Canoe or Kayak?

Double paddle canoe without deck------
Hi natural-wonder,



Thanks for the link to compass Rose. I knew most of the information, but Peter Spectre is a good writer and I’m not. The quote you liked applies to a canoe I recently acquired.



As Bart Hathaway’s health was failing, he became unable to construct the decked canoes that had become the bread and butter of his product line. I think the issue was glassing the inside seam between the deck and the hull. He then constructed a low number of “decked” canoe hulls and sold them to folks (without the decks) so they could finish them as open canoes with wood trim. The one I just acquired was finished by Ken Bassett, and he did a fine job.


worn or not
canoes are not worn. You sit in them; you dont get in them.

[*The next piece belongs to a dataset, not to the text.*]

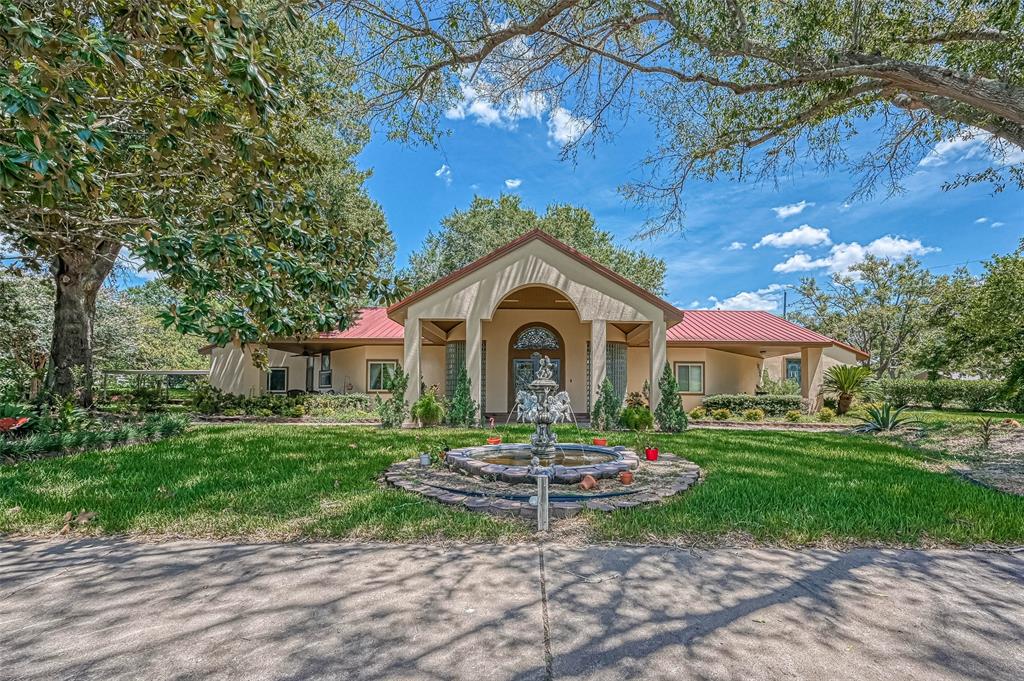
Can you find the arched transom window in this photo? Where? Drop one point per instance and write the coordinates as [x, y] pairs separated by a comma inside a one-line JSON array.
[[536, 338]]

Kayaks are an extension of your body.



The single/double blade distinction is meaningless as is the sitting position on the floor or seat. The Rapidfire is a canoe that is paddled sitting on the floor with a double blade.

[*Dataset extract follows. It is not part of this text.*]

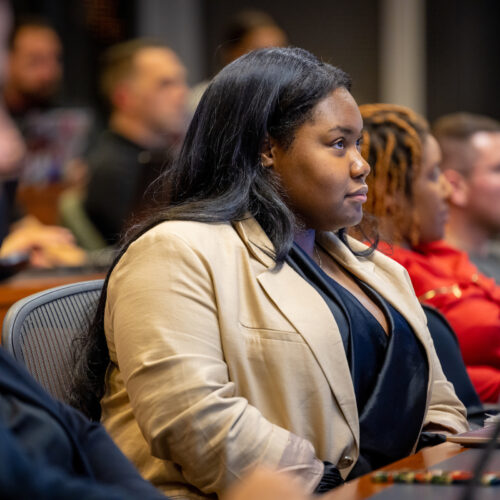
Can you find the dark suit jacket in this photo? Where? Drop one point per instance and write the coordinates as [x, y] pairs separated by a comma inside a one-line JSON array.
[[49, 450]]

It gets really fuzzy when you think of whitewater canoes with thigh straps. Those are worn.



Almost all rec kayaks are canoes. They used to be marketed that way in the late '80s before the word kayak became so sexy.

Paddle type doesn’t matter.
I agree that paddle type is meaningless. When I use a double blade with my OT Penobscot or OT Pack canoe, does that magically make them into kayaks? (I don’t think so.) Likewise, would the fact that I’ve NEVER knelt in either of them make them kayaks? (Again, I don’t think so.)